Life & Soul

Repentance is the best preparation for Christmas

St John the Baptist in Prison Visited by Two Disciples (1455/60), by Giovanni di Paolo

The Third Sunday of Advent
Is 35:1-6; Jas 5:7-10; Mt 11:2-11 (Year A)

The prophet Isaiah lived through the darkest of times in Israel’s history, and yet his was the voice that never ceased to summon a broken people to joy.

“They will come to Zion shouting for joy, everlasting joy on their faces; joy and gladness on their faces; joy and gladness will go with them, and sorrow and lament be ended.”

The circumstances that transform the mundane into unrestrained joy will vary from person to person. The Scriptures describe such joy as our response to the all-embracing grace that welcomes sinful humanity into the presence of God.

Such was the joy of Mary’s Magnificat: “My soul glorifies the Lord, my spirit rejoices in God my saviour. He has looked on his servant in her lowliness. Henceforth all ages will call me blessed.”

Such too was the joy promised by the prophet Isaiah to a people whose hope had become a wasteland, whose faith had grown faint. Words could scarcely express the joy he promised.

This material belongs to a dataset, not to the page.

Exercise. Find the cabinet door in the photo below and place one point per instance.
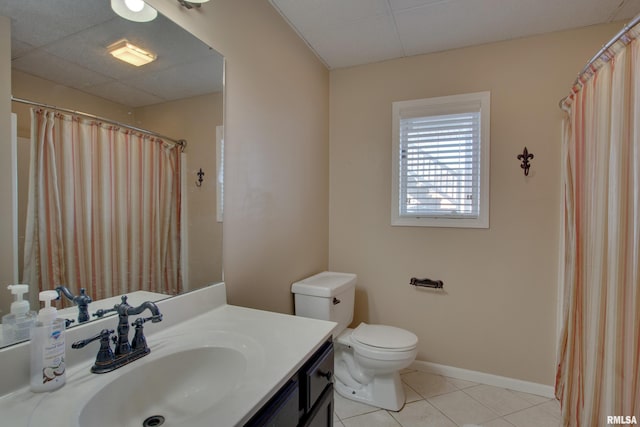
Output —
(281, 410)
(322, 413)
(315, 376)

“Let the wasteland rejoice and bloom. Strengthen all weary hands, say to all faint hearts: look, your God is coming, he is coming to save you.”

Advent bids us rekindle within ourselves the joy of God’s presence.

The prophet described the beginning of joy as sight to the blind and hearing to the deaf.

During the days ahead may our eyes be opened to the many ways in which we have neglected and marginalised God’s presence in our lives. May our hearing, dulled by distraction, reach out to the beauty of his call. Such is the repentance that prepares a way for the Lord.

This Sunday’s Gospel presents us with the imprisoned figure of John the Baptist. His work as the messenger who would prepare the way for the Messiah was drawing to its close. His final witness, martyrdom, would prefigure his Lord’s death on Calvary.

During the days ahead may our lives bear witness to the Christ in our midst. Our lives, like that of the imprisoned John, are hidden from the crowd. Like the death of John the Baptist, they may become a hidden witness to his presence.